Windows 10 est un logiciel privateur, dans le sens qu'il ne permet pas d'exercer simultanément les quatre libertés logicielles que sont l'exécution du logiciel pour tout type d'utilisation, l'étude de son code source (et donc l'accès à ce code source), la distribution de copies, ainsi que la modification et donc l'amélioration du code source.

6. Il y a de meilleurs choix.

Les distributions Linux grand public comme Ubuntu ou Mint sont techniquement meilleures que Windows 10. Comme le relève Korben, une parodie de la série microsoftienne a été réalisée : 10 bonnes raisons de passer à Ubuntu 15.04.

7. Microsoft semble partenaire du gouvernement US.

Il y a 16 ans, la découverte d'une clef publique nommée _NSAKEY dans une version de Windows publiée par erreur avec des symboles de debugging ont alimenté bien des spéculations concernant une éventuelle possibilité pour la NSA de distribuer des patchs authentifiés (i.e. munis d'une signature électronique validée par le système Windows), même si Bruce Schneier n'y croyait pas à l'époque.

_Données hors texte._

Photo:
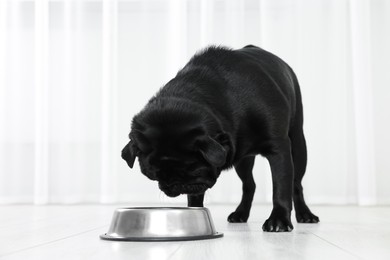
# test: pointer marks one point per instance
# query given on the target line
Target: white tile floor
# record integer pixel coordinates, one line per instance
(72, 232)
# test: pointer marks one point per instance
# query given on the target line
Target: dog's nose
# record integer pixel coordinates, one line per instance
(169, 159)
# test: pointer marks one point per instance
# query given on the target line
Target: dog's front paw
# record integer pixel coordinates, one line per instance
(238, 217)
(306, 217)
(278, 224)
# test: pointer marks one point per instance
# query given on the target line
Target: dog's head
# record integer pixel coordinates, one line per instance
(182, 157)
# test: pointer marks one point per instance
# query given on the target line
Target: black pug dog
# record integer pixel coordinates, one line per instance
(221, 110)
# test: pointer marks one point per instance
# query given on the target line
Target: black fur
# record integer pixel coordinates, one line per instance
(221, 110)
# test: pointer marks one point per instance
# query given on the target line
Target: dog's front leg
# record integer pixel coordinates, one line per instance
(195, 200)
(282, 181)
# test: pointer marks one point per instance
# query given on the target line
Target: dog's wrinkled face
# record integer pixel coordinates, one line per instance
(182, 161)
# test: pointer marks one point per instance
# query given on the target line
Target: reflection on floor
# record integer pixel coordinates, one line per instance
(72, 232)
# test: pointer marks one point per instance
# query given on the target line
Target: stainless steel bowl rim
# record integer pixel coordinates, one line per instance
(160, 239)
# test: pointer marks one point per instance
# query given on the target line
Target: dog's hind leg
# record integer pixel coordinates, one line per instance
(244, 170)
(299, 155)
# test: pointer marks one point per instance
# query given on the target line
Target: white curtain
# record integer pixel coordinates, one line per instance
(73, 73)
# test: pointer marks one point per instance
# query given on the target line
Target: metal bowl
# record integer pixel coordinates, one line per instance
(161, 224)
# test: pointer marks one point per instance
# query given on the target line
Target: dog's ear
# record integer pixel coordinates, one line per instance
(212, 151)
(129, 152)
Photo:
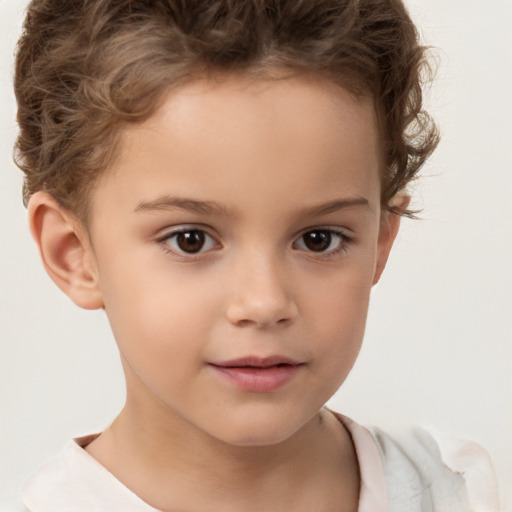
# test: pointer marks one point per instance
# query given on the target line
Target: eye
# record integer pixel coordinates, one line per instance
(188, 241)
(323, 240)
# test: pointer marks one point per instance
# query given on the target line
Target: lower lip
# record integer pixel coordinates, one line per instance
(258, 380)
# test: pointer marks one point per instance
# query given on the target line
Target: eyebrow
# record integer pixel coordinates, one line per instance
(212, 207)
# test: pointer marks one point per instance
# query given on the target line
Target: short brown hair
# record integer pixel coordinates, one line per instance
(85, 68)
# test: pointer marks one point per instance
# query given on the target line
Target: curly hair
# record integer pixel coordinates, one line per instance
(86, 68)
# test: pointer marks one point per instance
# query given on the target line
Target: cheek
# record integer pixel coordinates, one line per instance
(339, 319)
(158, 317)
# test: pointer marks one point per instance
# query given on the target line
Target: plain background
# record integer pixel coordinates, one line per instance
(438, 349)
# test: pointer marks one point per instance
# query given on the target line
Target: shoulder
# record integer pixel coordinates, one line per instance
(428, 470)
(74, 480)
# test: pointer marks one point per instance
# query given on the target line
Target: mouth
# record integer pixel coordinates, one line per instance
(256, 374)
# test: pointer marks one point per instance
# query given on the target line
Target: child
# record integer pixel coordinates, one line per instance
(226, 179)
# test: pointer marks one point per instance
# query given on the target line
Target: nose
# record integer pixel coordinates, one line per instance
(260, 294)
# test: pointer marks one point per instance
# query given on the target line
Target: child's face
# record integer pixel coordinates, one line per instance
(274, 187)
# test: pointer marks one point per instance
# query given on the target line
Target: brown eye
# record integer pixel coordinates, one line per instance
(318, 240)
(325, 242)
(188, 241)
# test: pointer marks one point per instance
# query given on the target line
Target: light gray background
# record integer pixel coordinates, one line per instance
(438, 348)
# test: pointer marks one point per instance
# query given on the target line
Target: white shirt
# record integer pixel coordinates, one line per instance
(76, 482)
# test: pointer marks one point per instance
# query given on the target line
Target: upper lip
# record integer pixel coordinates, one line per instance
(256, 362)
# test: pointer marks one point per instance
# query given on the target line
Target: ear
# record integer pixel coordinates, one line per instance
(65, 250)
(389, 225)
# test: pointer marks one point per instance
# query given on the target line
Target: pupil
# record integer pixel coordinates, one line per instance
(190, 241)
(317, 240)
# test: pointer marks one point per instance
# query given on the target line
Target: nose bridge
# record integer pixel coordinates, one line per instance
(260, 291)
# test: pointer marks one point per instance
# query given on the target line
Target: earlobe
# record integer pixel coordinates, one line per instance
(65, 251)
(389, 226)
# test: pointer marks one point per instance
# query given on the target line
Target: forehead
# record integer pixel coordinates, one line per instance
(251, 141)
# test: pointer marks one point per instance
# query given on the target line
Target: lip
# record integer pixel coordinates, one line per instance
(258, 374)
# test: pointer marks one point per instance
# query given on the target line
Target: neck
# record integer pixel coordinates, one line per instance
(162, 460)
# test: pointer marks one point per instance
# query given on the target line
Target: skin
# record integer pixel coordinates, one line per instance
(269, 153)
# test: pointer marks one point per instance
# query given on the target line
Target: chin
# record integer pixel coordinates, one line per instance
(262, 430)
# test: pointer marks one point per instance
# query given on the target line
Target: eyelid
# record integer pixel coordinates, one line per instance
(344, 234)
(173, 231)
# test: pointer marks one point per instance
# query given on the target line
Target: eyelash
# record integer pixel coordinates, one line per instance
(343, 245)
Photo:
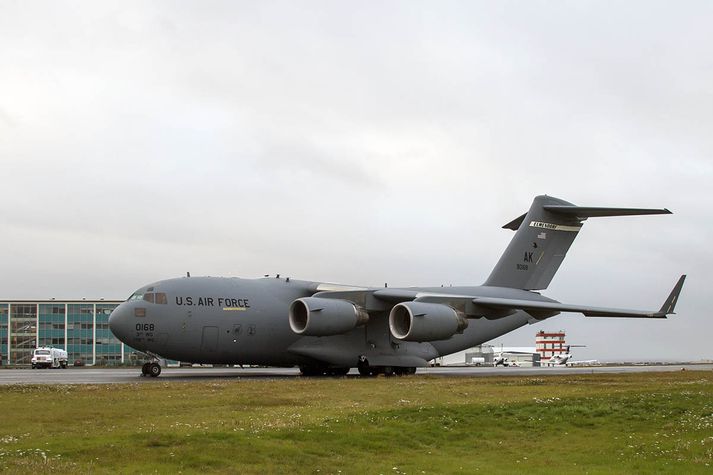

Cette découverte venait en écho des discours du secrétaire américain de la défense William Cohen qui déclarait début 1999 : Je suis persuadé que Microsoft comprend le lien crucial qui existe entre notre sécurité nationale et la prospérité de notre pays. (I believe that Microsoft does understand the crucial connection between our national security and our national prosperity). Mais bon, hors contexte, cette phrase ne veut pas dire grand chose.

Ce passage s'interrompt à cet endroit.